FOR more than 150 years, the Laws of football required the players of each side to start the game in their own half of the field of play.

The ball however, had to be kicked forward to start the game.

In later years’ referees had become a little relaxed by allowing a player standing alongside the kicker, to stand inside his opponent’s half, to receive the ball.

An infringement I have to admit I never allowed.

I merely asked them to stand in their own half as the law required, even the university student who queried how it was possible to kick the ball forward if none of his team could be there.

So why did other referees, allow the infringement of this simple law with more players having the same views as that university student?

The answer I believe is in the recommended positioning of referees at kick-off, in the Laws of the Game.

This is on the kicker’s left-hand side of the pitch well back from the half way line and the centre mark, where they are not able to monitor the kick-off.

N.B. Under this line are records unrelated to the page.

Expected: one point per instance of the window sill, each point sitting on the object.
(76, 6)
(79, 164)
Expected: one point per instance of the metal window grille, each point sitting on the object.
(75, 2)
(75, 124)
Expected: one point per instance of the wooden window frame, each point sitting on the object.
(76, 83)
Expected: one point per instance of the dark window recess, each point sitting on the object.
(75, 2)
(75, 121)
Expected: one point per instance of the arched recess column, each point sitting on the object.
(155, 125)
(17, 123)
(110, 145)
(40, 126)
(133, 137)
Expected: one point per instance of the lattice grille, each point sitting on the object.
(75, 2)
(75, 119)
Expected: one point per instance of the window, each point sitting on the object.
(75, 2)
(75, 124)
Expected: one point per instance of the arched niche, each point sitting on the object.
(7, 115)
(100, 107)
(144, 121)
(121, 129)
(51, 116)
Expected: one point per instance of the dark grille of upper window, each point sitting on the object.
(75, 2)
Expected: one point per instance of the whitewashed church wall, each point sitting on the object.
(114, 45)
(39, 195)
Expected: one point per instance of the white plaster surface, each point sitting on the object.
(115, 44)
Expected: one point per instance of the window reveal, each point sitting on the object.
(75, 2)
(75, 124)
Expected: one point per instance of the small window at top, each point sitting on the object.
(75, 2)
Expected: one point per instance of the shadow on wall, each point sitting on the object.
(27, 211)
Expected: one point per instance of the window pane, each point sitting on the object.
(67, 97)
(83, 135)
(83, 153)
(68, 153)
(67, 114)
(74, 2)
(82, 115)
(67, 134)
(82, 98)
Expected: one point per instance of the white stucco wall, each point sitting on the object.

I refuse to adopt this suggestion as I see little benefit in it. I prefer to stand on the left-hand edge of the penalty circle in the opponent’s half.

In this way I had total control of the kick-off and could easily make my request to anyone transgressing the line.

The International FA Board took an opposite view, so, in their words, to prevent players having to stand in their opponents half at kick off, they decreed that the ball could be kicked in any direction.

For most teams this means kicking the ball backwards, which is even more difficult if you are standing in your own half. This became an open invitation to the kicker to stand in the opponent’s half to make the kick.

So this year the IFAB made it legal.

At kick-off every player except the kicker must be in their own half of the field of play.